Bankaların, reel sektördeki sorunlar nedeni ile zorunlu iştirakler edindiklerini, ancak iştiraklerle banka arasında bir kol boyu mesafe bulunması gerektiğine ilişkin görüşler bulunduğunu bildiren Özince, şöyle devam etti:
"Ben, hisseleri Londra'da kote olmuş bankayım. Verimli ise taşıyabiliyorsam bırakın ben düşüneyim. Özel bankaların iştirakleri konuşulurken kamunun iştirakleri ne olacak? Bir geçiş süresi ihtiyacı var ve kabul gördü. Ancak, iştiraklerle ilgili hisse bölünmesi de düşünülmeli."
Biz para kazanmayı seçmedik
İş Bankası Genel Müdürü Ersin Özince, dün yaptığı açıklamada krizin kârlılıktan fedakarlık edip spekülatif kazançlara tevessül etmeyenler sayesinde aşıldığını söyledi. Özince, "Bu tür bir ortamda kârlılığı artırabilmiş olmak, ticari bir başarının değil, sosyal bir sorumluluk eksikliğinin sonucunda olabilir" dedi. Özince, bankanın sorumluluk duygusuyla yoğrulmuş "ülke ekonomisini ayakta tutma tutan işletmelere kredi verme" misyonunu kârlılıktan fedakarlık etme pahasına, kriz dönemlerinde dahi sürdürdügünü belirtti.
İş Bankası: 51 trilyon
Garanti: 36 trilyon
Yapı Kredi: 33 trilyon
Son iki kriz banka kârlarını büyük ölçüde eritti.
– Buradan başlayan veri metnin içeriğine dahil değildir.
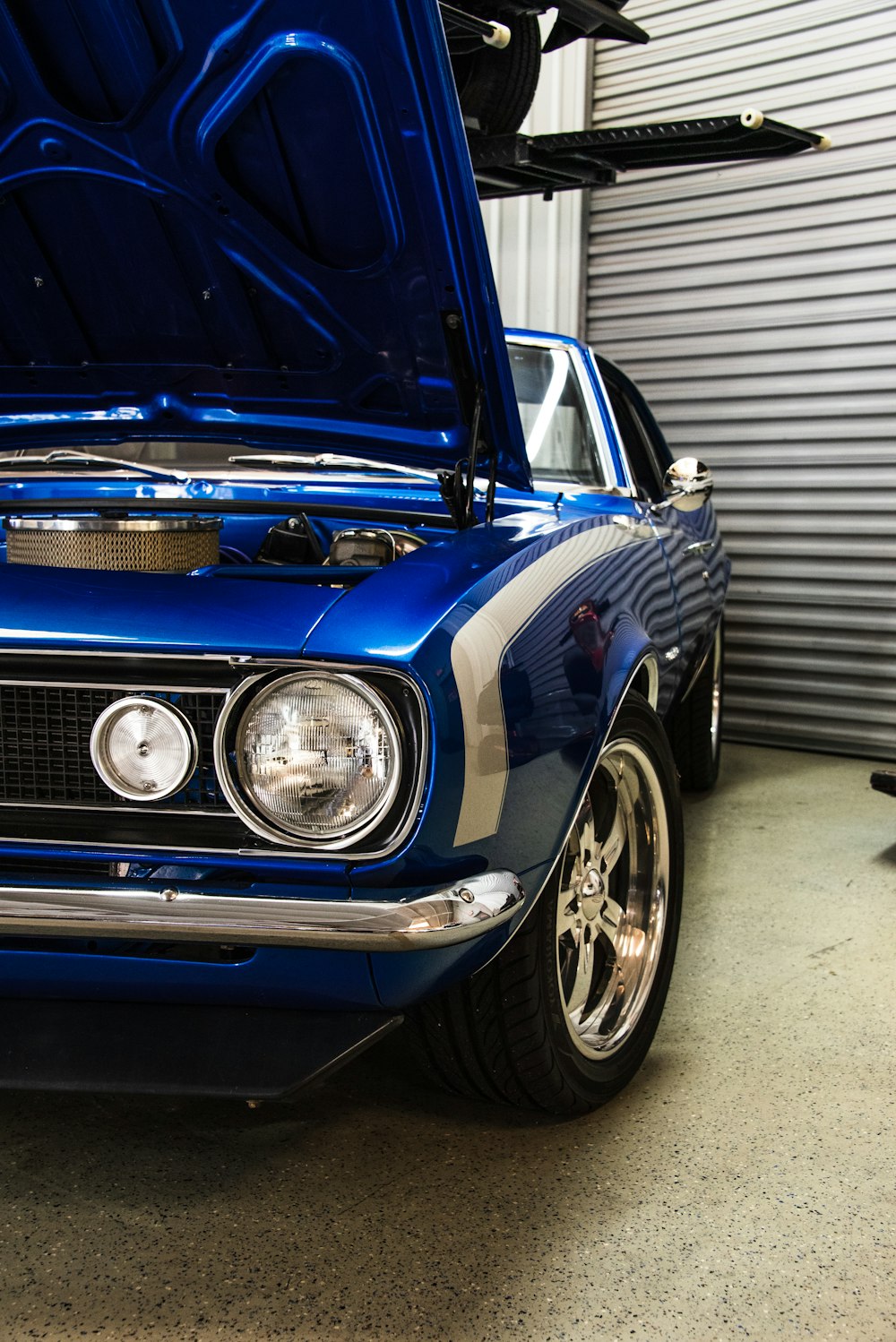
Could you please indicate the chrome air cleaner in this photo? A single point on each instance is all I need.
(127, 544)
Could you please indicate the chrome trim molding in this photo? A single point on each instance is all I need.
(647, 662)
(443, 918)
(256, 670)
(108, 523)
(604, 447)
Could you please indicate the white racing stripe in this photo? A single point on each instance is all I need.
(479, 649)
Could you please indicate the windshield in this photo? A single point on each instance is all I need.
(560, 441)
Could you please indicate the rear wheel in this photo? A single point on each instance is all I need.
(696, 727)
(562, 1019)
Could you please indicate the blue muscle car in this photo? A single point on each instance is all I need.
(350, 647)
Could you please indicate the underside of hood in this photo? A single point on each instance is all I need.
(242, 219)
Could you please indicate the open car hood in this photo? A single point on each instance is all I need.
(243, 220)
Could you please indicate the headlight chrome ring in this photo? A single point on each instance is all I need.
(313, 757)
(142, 748)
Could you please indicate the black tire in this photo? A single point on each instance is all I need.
(696, 727)
(496, 86)
(514, 1032)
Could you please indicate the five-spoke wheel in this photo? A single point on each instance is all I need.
(564, 1018)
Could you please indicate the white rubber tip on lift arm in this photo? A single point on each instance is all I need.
(501, 37)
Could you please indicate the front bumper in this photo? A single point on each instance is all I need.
(440, 918)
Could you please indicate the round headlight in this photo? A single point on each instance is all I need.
(142, 749)
(318, 754)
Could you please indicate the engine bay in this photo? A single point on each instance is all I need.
(138, 542)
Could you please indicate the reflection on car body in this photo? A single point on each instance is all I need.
(343, 633)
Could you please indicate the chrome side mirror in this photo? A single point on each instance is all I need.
(687, 485)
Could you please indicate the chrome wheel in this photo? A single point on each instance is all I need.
(612, 900)
(562, 1018)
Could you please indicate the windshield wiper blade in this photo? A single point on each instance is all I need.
(334, 460)
(65, 457)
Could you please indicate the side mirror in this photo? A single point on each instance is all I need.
(687, 485)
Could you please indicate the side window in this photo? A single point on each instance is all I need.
(560, 441)
(642, 439)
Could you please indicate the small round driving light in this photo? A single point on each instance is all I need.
(318, 756)
(142, 749)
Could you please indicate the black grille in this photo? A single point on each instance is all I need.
(45, 746)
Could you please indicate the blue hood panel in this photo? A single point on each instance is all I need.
(243, 220)
(88, 612)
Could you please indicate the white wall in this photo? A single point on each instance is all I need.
(537, 245)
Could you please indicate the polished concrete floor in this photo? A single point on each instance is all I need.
(744, 1186)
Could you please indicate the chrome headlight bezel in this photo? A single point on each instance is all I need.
(99, 746)
(383, 827)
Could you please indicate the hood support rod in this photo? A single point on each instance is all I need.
(458, 493)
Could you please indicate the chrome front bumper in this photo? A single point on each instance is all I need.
(442, 918)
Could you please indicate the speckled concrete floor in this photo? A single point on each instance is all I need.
(744, 1186)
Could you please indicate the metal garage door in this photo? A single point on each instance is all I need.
(755, 305)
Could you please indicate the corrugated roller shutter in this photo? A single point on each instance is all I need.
(755, 305)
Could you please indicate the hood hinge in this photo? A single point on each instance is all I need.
(458, 487)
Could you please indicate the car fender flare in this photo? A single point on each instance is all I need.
(639, 673)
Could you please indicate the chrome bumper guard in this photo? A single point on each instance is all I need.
(442, 918)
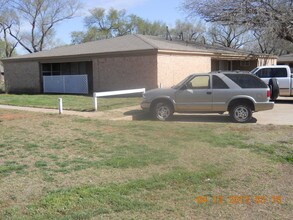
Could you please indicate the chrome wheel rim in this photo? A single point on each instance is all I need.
(241, 114)
(163, 112)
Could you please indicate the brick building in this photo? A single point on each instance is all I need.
(126, 62)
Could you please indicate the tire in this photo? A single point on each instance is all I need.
(274, 87)
(241, 113)
(162, 111)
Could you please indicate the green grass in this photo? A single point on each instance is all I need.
(11, 166)
(2, 87)
(89, 201)
(64, 167)
(70, 102)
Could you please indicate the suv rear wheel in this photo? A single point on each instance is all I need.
(241, 113)
(162, 111)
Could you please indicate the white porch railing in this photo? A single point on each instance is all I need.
(96, 95)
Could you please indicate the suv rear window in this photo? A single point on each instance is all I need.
(219, 83)
(246, 81)
(271, 72)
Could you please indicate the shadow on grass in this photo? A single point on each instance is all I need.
(284, 101)
(139, 115)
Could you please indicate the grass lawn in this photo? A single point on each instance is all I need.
(70, 102)
(65, 167)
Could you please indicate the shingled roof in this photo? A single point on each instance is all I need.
(128, 43)
(286, 58)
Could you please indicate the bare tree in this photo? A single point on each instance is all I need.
(7, 19)
(268, 43)
(189, 31)
(35, 20)
(104, 24)
(228, 36)
(276, 15)
(108, 24)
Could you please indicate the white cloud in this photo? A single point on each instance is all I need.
(117, 4)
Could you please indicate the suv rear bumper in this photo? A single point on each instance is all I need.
(262, 106)
(145, 105)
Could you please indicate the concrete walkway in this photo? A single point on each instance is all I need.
(282, 114)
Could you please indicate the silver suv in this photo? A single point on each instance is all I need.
(238, 93)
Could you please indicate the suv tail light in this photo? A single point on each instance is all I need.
(268, 93)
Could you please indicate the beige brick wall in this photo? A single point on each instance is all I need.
(125, 72)
(266, 62)
(172, 68)
(22, 77)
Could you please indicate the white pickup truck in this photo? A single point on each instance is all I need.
(282, 74)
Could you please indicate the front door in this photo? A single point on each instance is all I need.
(195, 95)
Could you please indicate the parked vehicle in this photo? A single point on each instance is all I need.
(279, 78)
(238, 93)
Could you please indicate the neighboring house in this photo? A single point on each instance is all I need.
(126, 62)
(286, 60)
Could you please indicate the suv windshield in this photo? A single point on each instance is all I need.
(182, 82)
(254, 70)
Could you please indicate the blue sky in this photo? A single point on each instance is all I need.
(167, 11)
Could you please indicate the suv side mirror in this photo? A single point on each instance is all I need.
(184, 87)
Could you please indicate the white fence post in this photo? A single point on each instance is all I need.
(111, 93)
(60, 107)
(95, 101)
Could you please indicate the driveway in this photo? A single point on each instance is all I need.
(282, 114)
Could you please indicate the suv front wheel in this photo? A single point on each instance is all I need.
(162, 111)
(241, 113)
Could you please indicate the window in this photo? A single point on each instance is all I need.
(279, 72)
(264, 73)
(246, 81)
(218, 83)
(199, 82)
(245, 63)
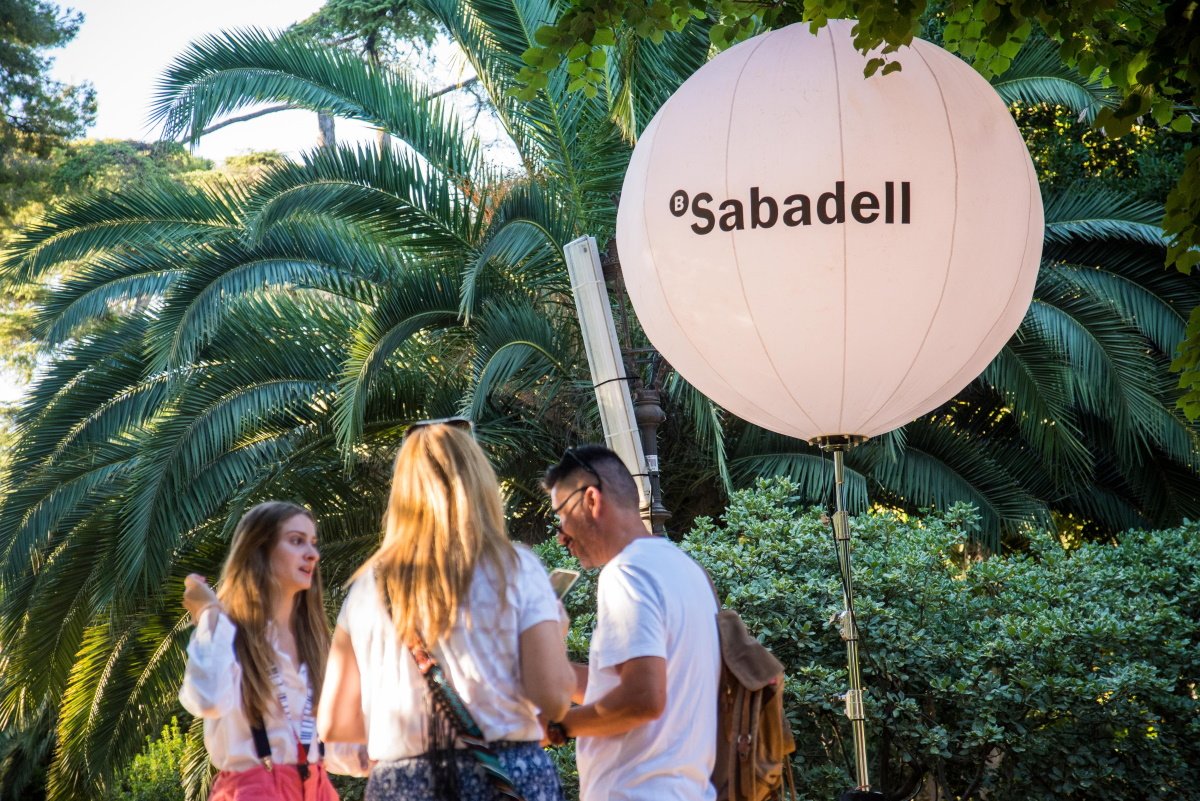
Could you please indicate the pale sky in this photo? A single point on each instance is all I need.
(124, 47)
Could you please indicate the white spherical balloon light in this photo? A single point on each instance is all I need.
(825, 254)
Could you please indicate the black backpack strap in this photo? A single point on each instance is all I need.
(262, 745)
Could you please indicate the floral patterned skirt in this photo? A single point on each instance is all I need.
(412, 780)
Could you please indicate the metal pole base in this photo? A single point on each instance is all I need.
(855, 708)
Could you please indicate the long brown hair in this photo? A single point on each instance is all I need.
(249, 590)
(444, 515)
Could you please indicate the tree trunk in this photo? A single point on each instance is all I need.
(325, 125)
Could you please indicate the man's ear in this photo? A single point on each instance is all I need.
(593, 501)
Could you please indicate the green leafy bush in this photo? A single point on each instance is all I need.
(1051, 674)
(154, 775)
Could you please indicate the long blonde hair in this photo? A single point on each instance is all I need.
(249, 590)
(444, 515)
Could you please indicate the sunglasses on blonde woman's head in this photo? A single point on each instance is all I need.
(461, 423)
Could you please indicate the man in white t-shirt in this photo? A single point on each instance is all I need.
(647, 716)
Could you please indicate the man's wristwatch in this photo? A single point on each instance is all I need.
(557, 733)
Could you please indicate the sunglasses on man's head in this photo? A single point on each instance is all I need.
(461, 423)
(583, 463)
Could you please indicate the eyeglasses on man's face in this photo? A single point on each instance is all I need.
(461, 423)
(587, 468)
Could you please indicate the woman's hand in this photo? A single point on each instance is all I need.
(564, 620)
(198, 596)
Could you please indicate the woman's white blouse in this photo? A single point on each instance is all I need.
(213, 691)
(480, 656)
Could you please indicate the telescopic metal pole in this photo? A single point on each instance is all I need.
(855, 709)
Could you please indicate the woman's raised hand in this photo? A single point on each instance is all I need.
(198, 596)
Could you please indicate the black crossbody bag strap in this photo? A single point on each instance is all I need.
(468, 732)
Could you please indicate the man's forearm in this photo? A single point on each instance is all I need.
(629, 705)
(581, 682)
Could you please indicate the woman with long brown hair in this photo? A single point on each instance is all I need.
(450, 643)
(257, 657)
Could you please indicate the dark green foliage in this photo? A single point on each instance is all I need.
(36, 113)
(376, 26)
(1048, 675)
(155, 774)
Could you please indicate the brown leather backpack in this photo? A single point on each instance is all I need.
(753, 735)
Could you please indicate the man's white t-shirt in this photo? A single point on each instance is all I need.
(480, 656)
(653, 600)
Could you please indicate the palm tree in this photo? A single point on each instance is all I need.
(221, 344)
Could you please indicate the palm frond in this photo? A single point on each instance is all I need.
(143, 217)
(1038, 74)
(226, 72)
(1079, 215)
(418, 301)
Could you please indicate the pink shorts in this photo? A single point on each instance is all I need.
(281, 783)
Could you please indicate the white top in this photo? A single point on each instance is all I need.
(480, 657)
(213, 691)
(653, 600)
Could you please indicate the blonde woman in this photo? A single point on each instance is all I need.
(448, 583)
(257, 657)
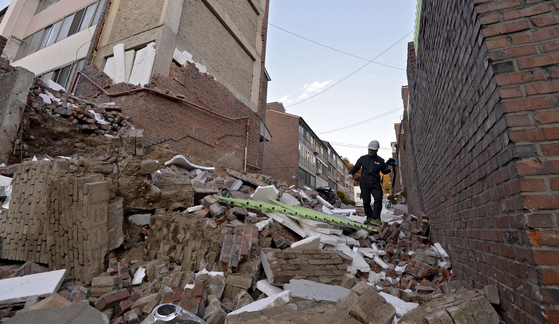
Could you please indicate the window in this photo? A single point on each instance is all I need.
(44, 4)
(74, 23)
(306, 178)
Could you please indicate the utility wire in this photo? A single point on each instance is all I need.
(347, 77)
(363, 121)
(334, 49)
Geçen yıl sonunda 1999 yılındaki seviyeyi ancak yakalayan kârlar, Şubat kriziyle birlikte ciddi ölçüde geriledi.
Dün özel sektörün 3 büyük bankası 2001 yılı ilk üç aylık bilançosunu açıkladı. 51 trilyon net kâr eden İş Bankası, geçen yılın aynı döneminde 110.2 trilyon kâr açıklamıştı. Garanti Bankası'nın kârı 70 trilyondan 36.8 trilyona indi. 2000'in ilk üç ayında 61.9 trilyon kâr eden Yapı Kredi ise 33 trilyon kâr etti.
Garanti Bankası Genel Müdürü Ergun Özen, bankanın zor zamanlarda da müşterisinin yanında olmaya, destek vermeye devam ettiğini vurguladı. Özen, aktifler içinde yüzde 37 paya sahip kredilerin bir önceki yılın aynı dönemine göre yüzde 79 artarak 2.8 katrilyona ulaştığını bildirdi.
Yapı Kredi'den yapılan açıklamada da krizin etkilerine dikkat çekildi. "İlk çeyrekteki faiz artışı kredi müşterilerine kısmi olarak yansıtıldı, dolayısıyla kâr marjları daraldı" denilen açıklamada, bu durumun faiz dışı gelirlerle kompanse edildiği ifade edildi.